Sunday, July 26, 2009

MIFF Day 1

Another year, another load of movies. It's started well, so fingers crossed the quality stays high.

Who's Afraid of the Wolf?

A story of family breakdown told from the perspective of a little girl in kinder. Lots of Little Red Riding Hood references, a story that becomes quite involving and a few performances that are really very good. And the constant low angles of the shots work really well to make it a child's experience of a very adult story. It's let down by a pat ending that's a bit too neat given what's come before, but overall it was still a good film.

The Cove

Cinema as activism, this is an excellently made film about dolphin slaughter in Japan. Edited to take on the feel of a thriller, it draws you into the fairly paranoid world of dolphin and whale harvesting. The lengths to which the filmmakers had to go to get footage of what happens is incredible, and it's hard to dismiss what you see. Perhaps best of all, while it takes on an animal rights agenda, it also puts a human perspective on why killing whales and dolphins is pointless. The mercury levels in dolphin and whale meat are waaaaaaay above the safe levels for human consumption. The people selling it don't want to talk about that, but when it was mooted that dolphin meat was to be served in school lunches, suddenly some councillors opposed it.

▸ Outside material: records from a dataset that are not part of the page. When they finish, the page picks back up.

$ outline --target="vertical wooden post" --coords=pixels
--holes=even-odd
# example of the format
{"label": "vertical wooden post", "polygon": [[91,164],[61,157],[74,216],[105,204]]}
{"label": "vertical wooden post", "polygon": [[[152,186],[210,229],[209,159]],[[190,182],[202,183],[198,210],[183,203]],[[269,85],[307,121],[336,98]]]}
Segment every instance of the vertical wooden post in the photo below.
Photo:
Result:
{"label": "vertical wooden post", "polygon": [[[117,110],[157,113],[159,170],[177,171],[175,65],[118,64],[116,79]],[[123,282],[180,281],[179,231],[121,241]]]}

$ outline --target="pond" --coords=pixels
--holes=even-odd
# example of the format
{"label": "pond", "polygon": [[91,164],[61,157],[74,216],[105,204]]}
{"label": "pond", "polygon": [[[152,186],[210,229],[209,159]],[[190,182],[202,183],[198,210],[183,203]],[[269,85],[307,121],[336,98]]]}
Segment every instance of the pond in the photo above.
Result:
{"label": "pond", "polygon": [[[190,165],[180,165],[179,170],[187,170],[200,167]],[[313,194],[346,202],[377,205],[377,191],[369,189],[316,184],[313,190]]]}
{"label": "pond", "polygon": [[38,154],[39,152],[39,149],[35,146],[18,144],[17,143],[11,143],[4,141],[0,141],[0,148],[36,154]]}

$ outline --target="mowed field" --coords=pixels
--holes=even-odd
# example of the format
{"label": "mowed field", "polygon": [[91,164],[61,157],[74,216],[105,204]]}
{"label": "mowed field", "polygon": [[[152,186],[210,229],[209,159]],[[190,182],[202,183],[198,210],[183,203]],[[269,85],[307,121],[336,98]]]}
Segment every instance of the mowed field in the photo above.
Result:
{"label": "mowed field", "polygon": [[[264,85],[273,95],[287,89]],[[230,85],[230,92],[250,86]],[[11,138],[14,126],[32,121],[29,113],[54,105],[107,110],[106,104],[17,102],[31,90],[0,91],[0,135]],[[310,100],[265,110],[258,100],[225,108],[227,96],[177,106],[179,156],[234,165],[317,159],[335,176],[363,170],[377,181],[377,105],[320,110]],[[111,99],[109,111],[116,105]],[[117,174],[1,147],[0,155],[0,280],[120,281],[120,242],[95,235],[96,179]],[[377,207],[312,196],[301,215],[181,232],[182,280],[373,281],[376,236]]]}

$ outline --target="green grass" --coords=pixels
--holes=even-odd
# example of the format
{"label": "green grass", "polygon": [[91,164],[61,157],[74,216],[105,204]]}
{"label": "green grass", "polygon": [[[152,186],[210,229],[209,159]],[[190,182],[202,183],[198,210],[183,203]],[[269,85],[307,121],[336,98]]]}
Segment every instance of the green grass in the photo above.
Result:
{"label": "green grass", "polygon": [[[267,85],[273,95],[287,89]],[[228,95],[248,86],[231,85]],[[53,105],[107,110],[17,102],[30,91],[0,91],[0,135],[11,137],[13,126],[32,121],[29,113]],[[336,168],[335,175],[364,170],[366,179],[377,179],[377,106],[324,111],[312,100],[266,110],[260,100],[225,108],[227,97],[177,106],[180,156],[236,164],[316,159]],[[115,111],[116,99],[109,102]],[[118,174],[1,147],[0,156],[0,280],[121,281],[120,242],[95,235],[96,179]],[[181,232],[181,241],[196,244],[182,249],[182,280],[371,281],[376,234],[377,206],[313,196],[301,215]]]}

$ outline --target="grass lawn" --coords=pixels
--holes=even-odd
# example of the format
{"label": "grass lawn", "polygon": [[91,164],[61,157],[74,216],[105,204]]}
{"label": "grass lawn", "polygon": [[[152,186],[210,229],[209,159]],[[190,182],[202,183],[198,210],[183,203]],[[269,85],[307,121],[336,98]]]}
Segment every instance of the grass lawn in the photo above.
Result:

Hopefully this is a film that has an impact beyond the usual "preaching to the choir" audience such documentaries attract. It's definitely one to see.

Accellerator Shorts

A collection of short films, some good, some bad, some awful or simply pretentious. One film, about a cleaner who was once a translator, was particularly good.

In The Loop

A political satire about the lead up to the invasion of Iraq, it's a foul mouthed and hysterically cynical take on politics, double dealing and the apparatchiks who feed off the system. A great laugh.

Thirst

Park Chan Wook's latest film takes on the vampire mythos with a baroque and pitch black comic touch. The narrative is meandering and oftentimes irrelevant, but the central performances are great and the sheer perversity of the film is incredible. Weird in the extreme, with a great comic/tragic end.

Black Dynamite

Michael Jai White must've been peeved his scene got cut from Kill Bill, but at least he's now got a whole film to show off his kung fu. A deleriously silly parody of blaxploitation films, it leaves things like Undercover Brother looking pale by comparison. Gotta love a film with a nunchuck wielding Richard Nixon.